Propos recueillis par Ella Micheletti.
Voix de l’Hexagone : Le Nouveau Front Populaire a remporté le plus grand nombre de sièges à l’issue des élections législatives anticipées, sans pour autant obtenir la majorité absolue. Pensez-vous qu’il existe un espoir que ce bloc puisse former un gouvernement, franchir le cap du vote de confiance et imposer un programme radicalement social ?
François Boulo : Le Nouveau Front Populaire est parvenu à se mettre d’accord sur la personne du Premier ministre. Ceci étant, il est beaucoup plus incertain qu’un gouvernement NFP puisse se constituer et qu’il n’encourt pas la censure des députés macronistes et du Rassemblement national. Si Macron ne veut pas nommer un gouvernement NFP et en appelle à une coalition au centre avec des partis dits républicains, c’est parce qu’il ne veut pas que la gauche puisse gouverner. Cela acterait officiellement qu’il a perdu son pari de la dissolution, et donc le pouvoir. De plus, le NFP ferait au moins la démonstration qu’il essaie de prendre des mesures en faveur des gens en remettant en cause nombre de mesures prises par les précédents gouvernements, à commencer par l’abrogation de la dernière réforme des retraites.

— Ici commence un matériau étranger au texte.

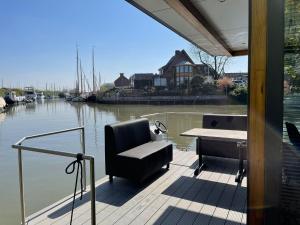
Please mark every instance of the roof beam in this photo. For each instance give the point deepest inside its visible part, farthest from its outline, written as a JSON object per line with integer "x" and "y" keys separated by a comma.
{"x": 192, "y": 15}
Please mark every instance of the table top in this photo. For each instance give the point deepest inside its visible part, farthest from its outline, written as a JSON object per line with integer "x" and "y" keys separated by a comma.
{"x": 216, "y": 134}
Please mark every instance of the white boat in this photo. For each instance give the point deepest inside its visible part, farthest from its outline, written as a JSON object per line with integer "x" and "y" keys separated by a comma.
{"x": 30, "y": 93}
{"x": 79, "y": 99}
{"x": 40, "y": 95}
{"x": 11, "y": 97}
{"x": 2, "y": 106}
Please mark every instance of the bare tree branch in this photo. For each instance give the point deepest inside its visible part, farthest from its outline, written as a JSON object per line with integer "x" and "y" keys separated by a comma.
{"x": 216, "y": 64}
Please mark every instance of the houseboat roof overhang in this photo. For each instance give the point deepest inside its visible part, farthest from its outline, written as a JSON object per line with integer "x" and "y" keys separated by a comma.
{"x": 219, "y": 27}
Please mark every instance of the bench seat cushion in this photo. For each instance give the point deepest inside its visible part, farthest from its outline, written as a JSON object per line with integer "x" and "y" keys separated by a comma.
{"x": 145, "y": 150}
{"x": 142, "y": 161}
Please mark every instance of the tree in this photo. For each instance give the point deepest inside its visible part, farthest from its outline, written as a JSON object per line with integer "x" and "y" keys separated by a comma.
{"x": 215, "y": 63}
{"x": 225, "y": 83}
{"x": 292, "y": 44}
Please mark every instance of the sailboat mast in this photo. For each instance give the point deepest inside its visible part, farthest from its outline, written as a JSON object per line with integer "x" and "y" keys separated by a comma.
{"x": 81, "y": 78}
{"x": 77, "y": 71}
{"x": 99, "y": 81}
{"x": 94, "y": 73}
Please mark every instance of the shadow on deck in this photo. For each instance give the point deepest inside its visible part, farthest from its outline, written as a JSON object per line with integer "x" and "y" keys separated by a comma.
{"x": 175, "y": 196}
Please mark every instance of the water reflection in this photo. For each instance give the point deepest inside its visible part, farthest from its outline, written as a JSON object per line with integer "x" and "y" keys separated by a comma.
{"x": 44, "y": 174}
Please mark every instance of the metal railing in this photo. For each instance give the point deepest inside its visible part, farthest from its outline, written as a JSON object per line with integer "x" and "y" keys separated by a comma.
{"x": 21, "y": 147}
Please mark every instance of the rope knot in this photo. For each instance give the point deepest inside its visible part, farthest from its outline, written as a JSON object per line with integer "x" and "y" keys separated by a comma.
{"x": 69, "y": 170}
{"x": 79, "y": 157}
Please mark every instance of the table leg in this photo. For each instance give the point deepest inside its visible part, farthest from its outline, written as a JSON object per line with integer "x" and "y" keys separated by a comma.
{"x": 201, "y": 165}
{"x": 241, "y": 172}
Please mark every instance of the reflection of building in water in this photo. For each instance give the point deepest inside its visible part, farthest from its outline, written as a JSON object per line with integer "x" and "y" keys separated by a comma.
{"x": 2, "y": 117}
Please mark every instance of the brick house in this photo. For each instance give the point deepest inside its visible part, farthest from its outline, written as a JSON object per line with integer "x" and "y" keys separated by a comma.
{"x": 180, "y": 70}
{"x": 122, "y": 81}
{"x": 141, "y": 80}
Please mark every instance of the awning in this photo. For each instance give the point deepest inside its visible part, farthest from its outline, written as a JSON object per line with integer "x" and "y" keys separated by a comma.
{"x": 219, "y": 27}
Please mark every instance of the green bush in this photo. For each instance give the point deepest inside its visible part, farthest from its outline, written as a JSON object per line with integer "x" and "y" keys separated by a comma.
{"x": 239, "y": 94}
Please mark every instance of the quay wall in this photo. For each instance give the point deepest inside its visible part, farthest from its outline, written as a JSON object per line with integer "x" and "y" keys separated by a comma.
{"x": 168, "y": 100}
{"x": 2, "y": 104}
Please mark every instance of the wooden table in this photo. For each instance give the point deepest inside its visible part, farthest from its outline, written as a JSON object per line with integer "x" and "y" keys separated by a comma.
{"x": 240, "y": 137}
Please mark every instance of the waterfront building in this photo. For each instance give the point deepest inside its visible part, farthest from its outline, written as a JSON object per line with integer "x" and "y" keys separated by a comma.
{"x": 141, "y": 80}
{"x": 122, "y": 81}
{"x": 180, "y": 70}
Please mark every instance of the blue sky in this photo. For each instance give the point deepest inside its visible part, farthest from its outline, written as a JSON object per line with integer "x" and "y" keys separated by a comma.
{"x": 38, "y": 41}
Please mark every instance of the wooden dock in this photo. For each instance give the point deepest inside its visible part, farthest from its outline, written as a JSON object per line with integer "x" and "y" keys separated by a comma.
{"x": 171, "y": 197}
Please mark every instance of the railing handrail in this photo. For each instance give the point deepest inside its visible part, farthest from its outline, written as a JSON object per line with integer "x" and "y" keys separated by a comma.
{"x": 50, "y": 152}
{"x": 21, "y": 147}
{"x": 48, "y": 134}
{"x": 162, "y": 113}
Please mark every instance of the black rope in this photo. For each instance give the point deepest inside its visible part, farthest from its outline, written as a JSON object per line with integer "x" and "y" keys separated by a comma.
{"x": 68, "y": 171}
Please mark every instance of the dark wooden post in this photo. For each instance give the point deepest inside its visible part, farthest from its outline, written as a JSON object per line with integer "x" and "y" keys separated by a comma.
{"x": 265, "y": 110}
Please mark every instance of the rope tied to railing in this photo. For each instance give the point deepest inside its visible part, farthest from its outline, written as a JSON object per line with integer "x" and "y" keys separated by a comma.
{"x": 79, "y": 158}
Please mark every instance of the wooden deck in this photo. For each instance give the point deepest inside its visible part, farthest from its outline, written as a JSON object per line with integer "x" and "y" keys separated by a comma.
{"x": 172, "y": 197}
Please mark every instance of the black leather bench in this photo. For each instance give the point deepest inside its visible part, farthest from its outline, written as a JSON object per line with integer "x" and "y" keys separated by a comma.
{"x": 224, "y": 148}
{"x": 130, "y": 153}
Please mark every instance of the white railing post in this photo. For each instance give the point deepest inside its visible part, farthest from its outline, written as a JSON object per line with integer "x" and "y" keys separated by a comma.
{"x": 83, "y": 151}
{"x": 21, "y": 186}
{"x": 93, "y": 194}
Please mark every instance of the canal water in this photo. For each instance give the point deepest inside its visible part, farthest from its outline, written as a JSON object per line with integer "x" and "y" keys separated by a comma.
{"x": 44, "y": 178}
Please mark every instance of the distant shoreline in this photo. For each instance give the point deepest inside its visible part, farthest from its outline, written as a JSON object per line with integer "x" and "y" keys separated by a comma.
{"x": 170, "y": 100}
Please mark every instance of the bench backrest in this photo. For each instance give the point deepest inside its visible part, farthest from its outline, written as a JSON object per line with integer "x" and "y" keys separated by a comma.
{"x": 123, "y": 136}
{"x": 225, "y": 121}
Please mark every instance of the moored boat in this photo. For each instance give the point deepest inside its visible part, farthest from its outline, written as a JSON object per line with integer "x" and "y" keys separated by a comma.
{"x": 40, "y": 95}
{"x": 30, "y": 93}
{"x": 12, "y": 98}
{"x": 2, "y": 105}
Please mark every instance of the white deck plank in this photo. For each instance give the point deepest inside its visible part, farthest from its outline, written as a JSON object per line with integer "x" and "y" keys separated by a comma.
{"x": 82, "y": 214}
{"x": 174, "y": 197}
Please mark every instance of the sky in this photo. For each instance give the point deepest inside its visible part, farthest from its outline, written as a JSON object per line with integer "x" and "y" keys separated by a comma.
{"x": 38, "y": 41}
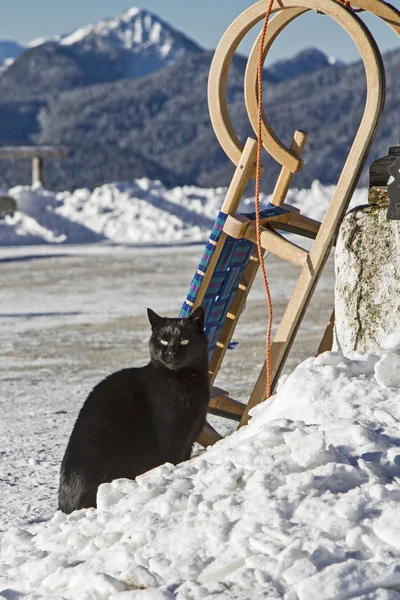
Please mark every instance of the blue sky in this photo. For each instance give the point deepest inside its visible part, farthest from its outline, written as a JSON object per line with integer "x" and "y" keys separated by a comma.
{"x": 203, "y": 20}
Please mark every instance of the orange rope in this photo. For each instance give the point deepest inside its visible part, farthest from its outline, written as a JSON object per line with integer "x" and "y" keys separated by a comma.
{"x": 257, "y": 196}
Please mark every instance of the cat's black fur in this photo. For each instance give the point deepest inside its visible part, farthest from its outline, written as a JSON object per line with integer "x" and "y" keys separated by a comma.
{"x": 139, "y": 418}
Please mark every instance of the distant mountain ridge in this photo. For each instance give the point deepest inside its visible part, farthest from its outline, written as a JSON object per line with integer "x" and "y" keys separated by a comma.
{"x": 306, "y": 61}
{"x": 128, "y": 97}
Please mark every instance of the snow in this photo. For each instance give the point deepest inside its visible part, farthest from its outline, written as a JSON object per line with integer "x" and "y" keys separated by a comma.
{"x": 137, "y": 212}
{"x": 300, "y": 504}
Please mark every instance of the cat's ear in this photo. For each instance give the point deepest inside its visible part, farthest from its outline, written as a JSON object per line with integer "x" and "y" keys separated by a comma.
{"x": 154, "y": 318}
{"x": 197, "y": 317}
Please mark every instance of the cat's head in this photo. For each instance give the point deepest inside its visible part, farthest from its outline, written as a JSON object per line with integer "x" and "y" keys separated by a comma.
{"x": 178, "y": 343}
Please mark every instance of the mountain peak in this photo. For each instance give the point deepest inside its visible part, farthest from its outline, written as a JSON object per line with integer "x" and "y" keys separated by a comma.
{"x": 133, "y": 31}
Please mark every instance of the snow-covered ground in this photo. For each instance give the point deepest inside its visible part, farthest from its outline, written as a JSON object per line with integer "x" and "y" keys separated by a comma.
{"x": 301, "y": 504}
{"x": 138, "y": 212}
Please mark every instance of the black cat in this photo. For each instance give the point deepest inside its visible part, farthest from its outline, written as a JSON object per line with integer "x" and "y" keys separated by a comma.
{"x": 140, "y": 418}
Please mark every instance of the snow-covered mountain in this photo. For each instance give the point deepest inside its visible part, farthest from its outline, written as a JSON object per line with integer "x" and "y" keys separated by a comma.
{"x": 137, "y": 41}
{"x": 145, "y": 41}
{"x": 9, "y": 51}
{"x": 307, "y": 61}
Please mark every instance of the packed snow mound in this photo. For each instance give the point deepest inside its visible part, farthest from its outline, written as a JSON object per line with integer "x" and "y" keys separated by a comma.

Mais prenons un peu de recul pour comprendre ce qui se joue. En l’état, à l’Assemblée, il y a trois camps minoritaires qui sont irréconciliables parce que chacun a été élu sur une idéologie frontalement opposée. Je ne vois pas comment il pourrait y avoir un gouvernement stable dans la durée. On se dirige vers un blocage institutionnel qui va durer des mois ou des années car cet électorat français fractionné en trois camps perdure. Cette impasse institutionnelle est le fruit de quarante ans de politiques néolibérales qui ont désindustrialisé le pays et conduit au déclassement de portions toujours plus grandes de la population française et à un mécontentement croissant. Il est assez logique de se retrouver avec une crise de régime, dont il faut bien comprendre qu’elle ne fait que commencer. A court terme, je dirais que la première étape doit être que Macron quitte le pouvoir. Il a perdu les élections. Or, il tente de se maintenir coûte que coûte en voulant nommant un gouvernement à sa main. Les oppositions devront réagir immédiatement. Le NFP et le RN doivent, sur cette question précise, voter la censure de tout gouvernement qui serait pro-Macron.
VdH : On observe, ces derniers jours, deux postures à gauche, entre ceux qui plaident pour une union large voire des compromis et ceux qui préfèrent ne pas participer à un gouvernement centro-libéral. Stratégiquement, les gauches radicales doivent-elles prendre “le risque” de voir leur programme affadi/amolli ou privilégier une “politique des petits pas” (qui de facto ne marche jamais et renforce le statu quo néolibéral) ?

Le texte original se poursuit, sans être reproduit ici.